As seen in the results StructArray of CuArrays is a bit slower on average. Is there any way of making it faster? Am I missing something? Thanks!

Edit 1: Corrected variable names

1 Like

Below are the variables used for testing if you want to have a go yourself.

``````start_sample = 1 # arbitrary
num_samples = 2500
gpu_downconverted_signal = CuArrays.fill(Complex{Float32}(0), 2500)
s_gpu_downconverted_signal = StructArray{ComplexF32}((real(gpu_downconverted_signal),imag(gpu_downconverted_signal)))
phases = 2π * (1:2500) * 1000 / 2.5e6
gpu_signal = CuArray{Complex{Float32}}(cos.(phases) + 1im * sin.(phases))
s_gpu_signal = StructArray{Complex{Float32}}((real(gpu_signal),imag(gpu_signal)))
gpu_carrier = copy(gpu_signal)
s_gpu_carrier = StructArray{Complex{Float32}}((real(gpu_carrier),imag(gpu_carrier)))
``````

Below is another piece of code which I’m testing. It is generating a local carrier wave replica from a given carrier frequency and other parameters.
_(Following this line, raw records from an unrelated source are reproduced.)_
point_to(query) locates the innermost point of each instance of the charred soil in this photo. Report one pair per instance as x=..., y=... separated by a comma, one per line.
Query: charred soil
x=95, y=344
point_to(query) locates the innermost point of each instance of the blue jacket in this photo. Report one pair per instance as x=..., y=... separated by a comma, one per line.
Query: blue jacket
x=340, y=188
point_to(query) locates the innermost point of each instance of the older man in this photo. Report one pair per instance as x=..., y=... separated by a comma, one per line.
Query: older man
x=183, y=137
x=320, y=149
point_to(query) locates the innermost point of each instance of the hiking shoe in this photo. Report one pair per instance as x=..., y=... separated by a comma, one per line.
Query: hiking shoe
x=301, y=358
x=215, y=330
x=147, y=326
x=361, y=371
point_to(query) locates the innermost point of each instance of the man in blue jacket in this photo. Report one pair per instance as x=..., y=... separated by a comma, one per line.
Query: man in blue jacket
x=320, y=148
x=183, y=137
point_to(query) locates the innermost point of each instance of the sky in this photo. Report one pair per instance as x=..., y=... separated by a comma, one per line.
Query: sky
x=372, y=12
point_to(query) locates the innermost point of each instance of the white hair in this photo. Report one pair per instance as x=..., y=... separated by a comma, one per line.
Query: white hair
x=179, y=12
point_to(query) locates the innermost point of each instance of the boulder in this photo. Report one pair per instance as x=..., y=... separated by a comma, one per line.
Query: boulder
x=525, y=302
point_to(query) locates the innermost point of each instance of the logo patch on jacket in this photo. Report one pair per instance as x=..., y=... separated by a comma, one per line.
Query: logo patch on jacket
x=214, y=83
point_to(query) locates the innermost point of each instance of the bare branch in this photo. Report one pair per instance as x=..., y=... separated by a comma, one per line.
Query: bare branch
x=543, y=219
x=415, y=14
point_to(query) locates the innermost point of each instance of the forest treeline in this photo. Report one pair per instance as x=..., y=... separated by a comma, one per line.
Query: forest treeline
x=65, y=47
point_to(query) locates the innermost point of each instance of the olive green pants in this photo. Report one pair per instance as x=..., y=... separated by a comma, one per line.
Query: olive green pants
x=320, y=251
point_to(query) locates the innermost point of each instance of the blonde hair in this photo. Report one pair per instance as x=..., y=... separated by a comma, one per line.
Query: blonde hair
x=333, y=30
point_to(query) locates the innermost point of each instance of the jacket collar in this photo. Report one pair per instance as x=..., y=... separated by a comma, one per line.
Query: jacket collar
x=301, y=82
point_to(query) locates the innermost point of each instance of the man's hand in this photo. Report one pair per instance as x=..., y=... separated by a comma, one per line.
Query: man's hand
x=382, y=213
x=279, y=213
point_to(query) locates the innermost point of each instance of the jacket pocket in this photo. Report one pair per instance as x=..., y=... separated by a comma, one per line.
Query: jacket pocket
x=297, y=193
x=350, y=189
These are my variables:

``````gpucarrier = CuArrays.fill(ComplexF32(0), 2500)
2500-element CuArray{Complex{Float32},1,Nothing}:
0.0f0 + 0.0f0im
⋮

cpucarrier = Array(gpucarrier)
2500-element Array{Complex{Float32},1}:
0.0f0 + 0.0f0im
⋮

sgpucarrier = StructArray{ComplexF32}( (real(gpucarrier),imag(gpucarrier)) )
2500-element StructArray(::CuArray{Float32,1,Nothing}, ::CuArray{Float32,1,Nothing}) with eltype Complex{Float32}:
0.0f0 + 0.0f0im
⋮

scpucarrier = StructArray{ComplexF32}((real(cpucarrier),imag(cpucarrier)))
2500-element StructArray(::Array{Float32,1}, ::Array{Float32,1}) with eltype Complex{Float32}:
0.0f0 + 0.0f0im
⋮

``````

This is a straightforward CPU implementation

``````function gen_carrier_replica!(
carrier_replica::Array{Complex{Float32}},
carrier_frequency,
sampling_frequency,
start_phase,
carrier_amplitude_power,
start_sample,
num_samples
)
@. carrier_replica = cis(2pi * (1:num_samples) * carrier_frequency / sampling_frequency + start_phase)
return carrier_replica
end
``````

This is the GPU function:

``````function gen_carrier_replica!(
carrier_replica::CuArray{Complex{Float32}},
# the rest is identical
``````

This is the version using `StructArrays.jl`:

``````function gen_carrier_replica!(
carrier_replica::StructArray{Complex{Float32}},
carrier_frequency,
sampling_frequency,
start_phase,
carrier_amplitude_power,
start_sample,
num_samples
)
z = CuArray{Complex{Float32}}(undef, num_samples)
@. z = cis(2pi * (1:num_samples) * carrier_frequency / sampling_frequency + start_phase )
carrier_replica.re .= real(z)
carrier_replica.im .= imag(z)
return carrier_replica
end
``````

The benchmark results:

``````julia> @benchmark gen_carrier_replica!(cpucarrier, 1500, 2.5e6, 0.25, 0, 0, 2500)
BenchmarkTools.Trial:
memory estimate:  0 bytes
allocs estimate:  0
--------------
minimum time:     191.307 μs (0.00% GC)
median time:      191.787 μs (0.00% GC)
mean time:        200.407 μs (0.00% GC)
maximum time:     813.359 μs (0.00% GC)
--------------
samples:          10000
evals/sample:     1

julia> @benchmark gen_carrier_replica!(gpucarrier, 1500, 2.5e6, 0.25, 0, 0, 2500)
BenchmarkTools.Trial:
memory estimate:  3.13 KiB
allocs estimate:  76
--------------
minimum time:     66.467 μs (0.00% GC)
median time:      69.540 μs (0.00% GC)
mean time:        72.649 μs (0.00% GC)
maximum time:     362.965 μs (0.00% GC)
--------------
samples:          10000
evals/sample:     1

julia> @benchmark gen_carrier_replica!(scpucarrier, 1500, 2.5e6, 0.25, 0, 0, 2500)
BenchmarkTools.Trial:
memory estimate:  7.61 KiB
allocs estimate:  227
--------------
minimum time:     270.992 μs (0.00% GC)
median time:      283.440 μs (0.00% GC)
mean time:        296.985 μs (0.62% GC)
maximum time:     50.907 ms (36.42% GC)
--------------
samples:          10000
evals/sample:     1

julia> @benchmark gen_carrier_replica!(sgpucarrier, 1500, 2.5e6, 0.25, 0, 0, 2500)
BenchmarkTools.Trial:
memory estimate:  11.67 KiB
allocs estimate:  359
--------------
minimum time:     317.618 μs (0.00% GC)
median time:      338.452 μs (0.00% GC)
mean time:        348.656 μs (0.48% GC)
maximum time:     39.897 ms (41.74% GC)
--------------
samples:          10000
evals/sample:     1
``````

TLDR: Using the GPU yields a ~2.8-fold speedup compared to basic arrays. StructArray of CuArrays remains the slowest.